The blonde is impressed and says, “My, what massive calves you have!”

The body builder tells her, “That’s 100 lbs of dynamite, baby.”

He then rips off his underwear, and exclaims “Boom!”

The blonde goes running out of the apartment, screaming in fear.

The bodybuilder puts his clothes back on and chases after her. He catches up to her and asks why she ran out of the apartment like that.

The blonde replies, “I didn’t want to be around all that dynamite when I saw how short the fuse was!”


----------



## GaryHibbert (Jun 2, 2022)

Well worth the wait, these are great Ray.  Love the first one, and "the women can do anything".
I can relate to the "got the spider".  Once while working in the kitchen, a spider walked across the floor right in front of me.  So I whacked it with the hammer I was using. Unfortunately, the floor was *Ceramic tile*.   
Gary


----------



## one eyed jack (Jun 2, 2022)

Thanks for the laughs Ray.  A bunch of these are new to me.

Point


----------



## Brokenhandle (Jun 2, 2022)

Thanks Ray! I loved em!

Ryan


----------



## goldendogs (Jun 2, 2022)

Everyone of these were great, keep posting more.


----------



## gmc2003 (Jun 2, 2022)

The pornhub one had me cracking up.

Point for sure
Chris


----------



## 912smoker (Jun 2, 2022)

All good ones and thanks for sharing !

Keith


----------



## MJB05615 (Jun 2, 2022)

These are all great, Ray.  Love the first one too.  But several had me lol'ing.  Thanks for these.


----------



## bauchjw (Jun 2, 2022)

Awesome!
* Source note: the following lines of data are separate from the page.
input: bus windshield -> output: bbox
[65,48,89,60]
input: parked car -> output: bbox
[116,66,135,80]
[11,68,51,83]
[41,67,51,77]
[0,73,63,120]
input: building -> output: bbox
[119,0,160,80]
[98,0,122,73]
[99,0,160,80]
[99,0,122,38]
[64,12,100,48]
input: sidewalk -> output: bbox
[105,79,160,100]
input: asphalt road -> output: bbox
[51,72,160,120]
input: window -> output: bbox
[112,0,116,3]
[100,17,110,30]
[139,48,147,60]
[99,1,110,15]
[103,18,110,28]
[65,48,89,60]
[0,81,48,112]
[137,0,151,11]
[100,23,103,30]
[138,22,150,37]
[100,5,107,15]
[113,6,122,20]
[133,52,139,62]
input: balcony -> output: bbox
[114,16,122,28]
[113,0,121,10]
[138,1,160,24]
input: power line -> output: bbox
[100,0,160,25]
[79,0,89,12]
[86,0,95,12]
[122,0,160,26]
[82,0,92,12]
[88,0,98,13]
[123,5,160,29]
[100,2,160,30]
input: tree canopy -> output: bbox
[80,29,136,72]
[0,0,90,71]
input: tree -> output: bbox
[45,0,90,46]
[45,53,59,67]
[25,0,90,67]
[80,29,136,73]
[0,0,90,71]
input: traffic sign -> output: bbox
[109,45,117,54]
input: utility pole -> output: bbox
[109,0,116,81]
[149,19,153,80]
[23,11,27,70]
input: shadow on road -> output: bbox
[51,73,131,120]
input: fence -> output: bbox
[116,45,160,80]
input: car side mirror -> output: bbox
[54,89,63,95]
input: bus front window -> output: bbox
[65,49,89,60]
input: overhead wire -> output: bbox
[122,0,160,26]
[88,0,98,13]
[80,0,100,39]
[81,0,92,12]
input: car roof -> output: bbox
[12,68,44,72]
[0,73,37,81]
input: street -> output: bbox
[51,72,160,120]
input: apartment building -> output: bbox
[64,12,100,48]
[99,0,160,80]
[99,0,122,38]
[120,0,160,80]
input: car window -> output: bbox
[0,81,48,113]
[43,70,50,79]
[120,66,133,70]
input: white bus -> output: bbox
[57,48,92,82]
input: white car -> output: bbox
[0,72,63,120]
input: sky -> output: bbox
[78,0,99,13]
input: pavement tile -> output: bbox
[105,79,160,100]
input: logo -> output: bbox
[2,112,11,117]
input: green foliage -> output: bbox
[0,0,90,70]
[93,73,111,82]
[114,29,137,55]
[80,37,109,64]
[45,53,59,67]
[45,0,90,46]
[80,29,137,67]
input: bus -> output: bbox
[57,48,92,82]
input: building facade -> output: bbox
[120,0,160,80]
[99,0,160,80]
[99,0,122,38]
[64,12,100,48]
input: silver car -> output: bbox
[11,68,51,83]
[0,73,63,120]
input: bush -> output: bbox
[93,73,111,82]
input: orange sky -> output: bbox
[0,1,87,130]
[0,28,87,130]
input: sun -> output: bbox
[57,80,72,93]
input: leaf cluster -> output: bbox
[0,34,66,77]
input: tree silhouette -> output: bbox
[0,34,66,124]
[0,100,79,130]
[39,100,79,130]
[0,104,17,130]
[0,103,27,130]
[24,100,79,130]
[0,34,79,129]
Great laugh, thank you!


----------



## jkc64 (Jun 2, 2022)

I think that car salesman works at my dealership, and can't agree more about the can cooler.


----------



## Lant-ern (Jun 3, 2022)

Thanks Ray, for the pre weekend smiles...


----------



## yankee2bbq (Jun 3, 2022)

lol! Funny stuff!


----------



## HalfSmoked (Jun 3, 2022)

As usual all great laughs

Warren


----------